"Notwithstanding moderation in GRMs due to higher crude prices, credit outlook for oil refining and marketing sector remains stable owing to their high capacity utilisation, low under-recoveries and timely subsidy reimbursement from government," Icra said in a note.
Globally, too, GRMs are expected to weaken in the medium term due to refinery capacity addition and higher crude prices. The crack spreads of most of petroleum products are expected to decline, leading to weakening of GRMs in the near to medium term, the report added.
The domestic demand may face pressure in the near term due to the slowdown driven by demonetisation but demand may revive due to overall improvement in economic activity over the medium term, it added.

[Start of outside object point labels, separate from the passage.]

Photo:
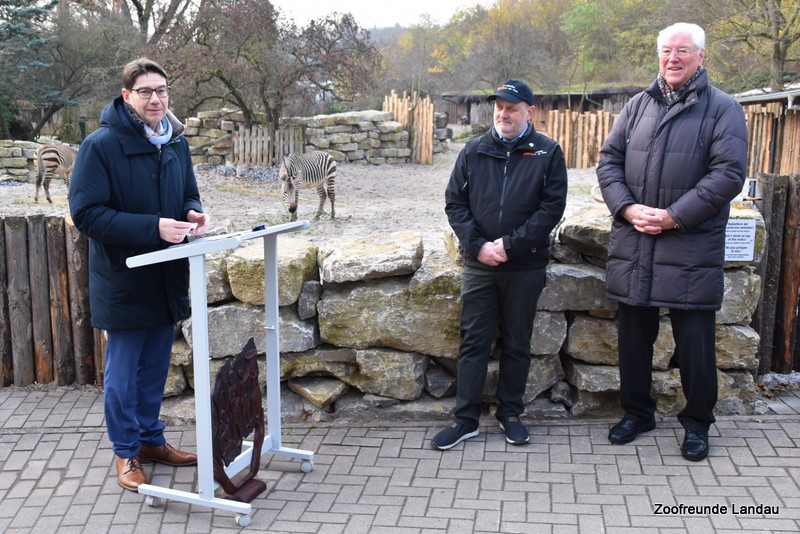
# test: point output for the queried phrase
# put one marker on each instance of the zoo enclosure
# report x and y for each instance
(46, 336)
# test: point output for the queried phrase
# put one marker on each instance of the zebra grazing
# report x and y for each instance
(52, 160)
(304, 171)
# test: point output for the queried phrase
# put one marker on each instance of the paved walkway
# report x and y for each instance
(56, 475)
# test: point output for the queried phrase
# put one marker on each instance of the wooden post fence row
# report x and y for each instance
(45, 330)
(777, 319)
(416, 116)
(264, 146)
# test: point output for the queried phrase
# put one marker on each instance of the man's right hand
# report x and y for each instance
(489, 255)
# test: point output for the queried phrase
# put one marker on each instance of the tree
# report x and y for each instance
(757, 29)
(241, 53)
(84, 55)
(21, 41)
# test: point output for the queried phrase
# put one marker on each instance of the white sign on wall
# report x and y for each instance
(740, 239)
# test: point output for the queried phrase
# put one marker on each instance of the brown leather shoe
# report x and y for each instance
(130, 473)
(167, 454)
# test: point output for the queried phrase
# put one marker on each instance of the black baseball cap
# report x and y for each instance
(513, 91)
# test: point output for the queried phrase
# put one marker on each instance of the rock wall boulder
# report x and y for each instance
(369, 327)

"Notwithstanding temporary setback in demand in January when demand slipped by 4.5 per cent, due to the note- ban, the marketing margins are expected to be moderate to healthy due to soft prices of petroleum products apart from anticipated healthy demand growth over the medium to long- term," the report said.
It can be noted that sale of petroleum products barring LPG and ATF declined in January 2017 by 4.5 per cent, primarily due to slowdown driven by demonetisation along with destocking of some products and high base effect.
The decline is significant as this is the first fall in recent years and follows high growth of 8.8 per cent in the first nine months of fiscal 2017 and 10.9 per cent in fiscal 2016.
Crude prices rose after the oil cartel Opec in November slashed output, which is likely to have a moderating impact on the demand. This had crude prices jumping to USD56/ barrel in December 2016 from USD48/barrel in September.
Crack spreads rose across in Q3 over Q2, light distillate crack spreads and naphtha crack spreads too rose in Q3 over Q2 due to strong demand from Japan and Korea.